CONSTRUCT: Automatic item generation (AIG) is an alternative method for producing large numbers of test items that integrate cognitive modeling with computer technology to systematically generate multiple-choice questions (MCQs). The purpose of our study is to describe and validate a method of generating plausible but incorrect distractors. Initial applications of AIG demonstrated its effectiveness in producing test items. However, expert review of the initial items identified a key limitation where the generation of implausible incorrect options, or distractors, might limit the applicability of items in real testing situations.
Background: Medical educators require development of test items in large quantities to facilitate the continual assessment of student knowledge. Traditional item development processes are time-consuming and resource intensive. Studies have validated the quality of generated items through content expert review. However, no study has yet documented how generated items perform in a test administration. Moreover, no study has yet to validate AIG through student responses to generated test items.
Approach: To validate our refined AIG method in generating plausible distractors, we collected psychometric evidence from a field test of the generated test items. A three-step process was used to generate test items in the area of jaundice. At least 455 Canadian and international medical graduates responded to each of the 13 generated items embedded in a high-stake exam administration. Item difficulty, discrimination, and index of discrimination estimates were calculated for the correct option as well as each distractor.
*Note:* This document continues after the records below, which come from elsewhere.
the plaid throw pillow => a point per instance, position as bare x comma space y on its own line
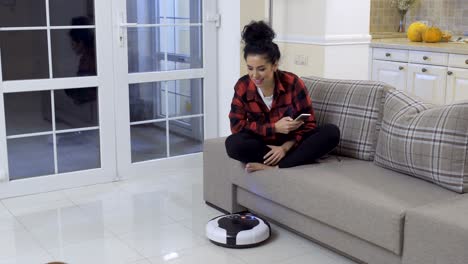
355, 107
426, 141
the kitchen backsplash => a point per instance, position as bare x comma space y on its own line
446, 14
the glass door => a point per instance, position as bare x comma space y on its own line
56, 95
166, 95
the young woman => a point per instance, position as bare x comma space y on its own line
266, 102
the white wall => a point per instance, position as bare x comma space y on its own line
344, 17
298, 17
228, 60
332, 34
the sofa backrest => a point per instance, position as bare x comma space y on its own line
356, 107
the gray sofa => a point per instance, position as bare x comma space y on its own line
365, 212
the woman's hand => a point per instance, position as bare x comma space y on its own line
286, 125
274, 156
Results: Item analysis results for the correct options suggest that the generated items measured candidate performances across a range of ability levels while providing a consistent level of discrimination for each item. Results for the distractors reveal that the generated items differentiated the low- from the high-performing candidates.
Conclusions: Previous research on AIG highlighted how this item development method can be used to produce high-quality stems and correct options for MCQ exams. The purpose of the current study was to describe, illustrate, and evaluate a method for modeling plausible but incorrect options. Evidence provided in this study demonstrates that AIG can produce psychometrically sound test items. More important, by adapting the distractors to match the unique features presented in the stem and correct option, the generation of MCQs using automated procedure has the potential to produce plausible distractors and yield large numbers of high-quality items for medical education.
Keywords: distractors; item generation; test development.